5G will drastically affect many industries, but the sector that stands to benefit most from the increased connectivity and speed is the logistics industry. With the lower frequency band providing wider coverage in suburban and rural areas, and the higher frequency band providing better coverage in high density urban areas, the logistics and supply chain industry will finally be able to provide end-to-end continuous coverage for monitoring, tracking and theft detection. Historically, a plethora of challenges around lost signals and insufficient coverage in rural areas have plagued the industry, leading to revenue leakage and bottlenecks for re-establishing inventory checks. 5G will solve many of these problems, positively impacting logistics and supply chain management for freight solutions buyers, cargo owners, and others in various ways, including:
5G will enable organizations to track their valuable cargo across all regions by optimizing coverage in areas that were previously far reaching and considered “dead-zones.” Improved geo-location technology will allow for better visibility into delays and unforeseen travel circumstances, ultimately enhancing location intelligence and mitigating resulting problems. 5G will allow organizations to optimize their routes through improved visibility, and avoid unnecessary trips and inefficiencies. In addition to better tracking in large rural areas, highly trafficked areas will also see benefits from the implementation of 5G networks. As shipments traverse through highly populated metropolitan areas, tracking abilities won’t be slowed down by a strained network. Ultimately, 5G facilitates the ability for logistics managers to account for cargo from end-to-end, during all points of its trip.
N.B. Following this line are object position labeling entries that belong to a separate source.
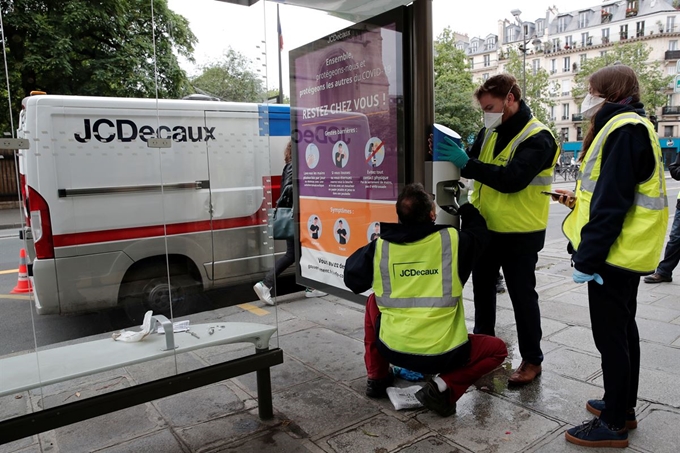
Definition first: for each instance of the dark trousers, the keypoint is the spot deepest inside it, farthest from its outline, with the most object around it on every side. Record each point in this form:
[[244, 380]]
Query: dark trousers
[[671, 256], [612, 316], [519, 271], [486, 354], [281, 264]]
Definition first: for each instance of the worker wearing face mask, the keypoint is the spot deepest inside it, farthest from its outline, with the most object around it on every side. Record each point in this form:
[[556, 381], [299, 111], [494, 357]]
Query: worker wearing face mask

According to a survey from Moor Insights & Strategy, 90% of logistics and shipping providers believe the lack of supply chain visibility is one of the biggest challenges in the industry today. With 5G, the implementation of cheaper sensors will allow better single item tagging and tracking, and near edge computing on small footprint infrastructure will allow faster inventory checking. 5G will help provide end-to-end visibility, not just at an aggregate level, but into every product, helping avoid revenue leakage via theft and loss. 5G will improve traceability by providing the ability to track and gather data at every step of the way, including if a truck changes weight (indicating a potential problem). This advancement will allow cargo owners to have high amounts of visibility into the shipping process that were previously difficult to access or nonexistent.